Headgate Theatre, Colchester.
15/2/21
3 Estrelas
Apresentado pela Flying Bridge Theatre e como um Encore do Colchester Fringe, a sombra de Samuel Beckett paira de forma marcante sobre esta produção. É ao mesmo tempo uma maldição e uma bênção que o génio de Beckett tenha influenciado tantos autores, e o texto de C J Hopkin não evita comparações com À Espera de Godot. Encenação num palco quase vazio: Sam e Bob conversam, trocam piadas, comentam o Horse Country (América) e quebram frequentemente a quarta parede. Pelo menos em Godot há outras três personagens que interrompem a narrativa e existe a possibilidade de mudança. Aqui, o texto de Hopkin faz um truque singular: avança num planalto e, ao mesmo tempo, anda em círculos.

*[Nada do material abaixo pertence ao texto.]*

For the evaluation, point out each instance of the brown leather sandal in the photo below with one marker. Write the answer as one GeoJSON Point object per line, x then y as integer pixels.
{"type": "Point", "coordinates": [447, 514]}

É uma peça frustrante — até porque está brilhantemente interpretada, com Daniel Llewellyn-Williams e Michael Edwards a atirarem um ao outro as acrobacias verbais com aparente facilidade. Ao início, parece que a ação se situa nos tempos do “Velho Oeste”, mas depressa se transforma numa narrativa da história dos EUA, incluindo atitudes recentes da extrema-direita. Presos no limbo, falam muito sobre liberdade enquanto demonstram que as pessoas têm muito pouca; sobre escolha quando não a há; e, de vez em quando, esfregam o queixo e lembram-nos que estamos apenas a ver uma peça. O problema dessa abordagem, para mim, é que deixo de acompanhar personagens e passo a ver apenas atores a representar — e isso acaba por cansar. É o tipo de peça que parece ser mais divertida para os atores do que para o público.
Há um interessante elemento surreal e surgem pistas de que poderão ter assassinado alguém, ou de que estiveram envolvidos num acidente de viação. A encenação é de Mark Bell, conhecido por The Play That Goes Wrong, mas aqui a direção é um pouco estática, destacando-se realmente apenas um momento de energia e violência. Dito isto, a peça fica a ecoar na cabeça depois e merece ser destrinçada: por exemplo, será Sam uma representação do Tio Sam? Será o esquivo nove de ouros a busca pelo excesso material? (Penso que sim.) Se este é o seu tipo de teatro, então este é o espetáculo para si.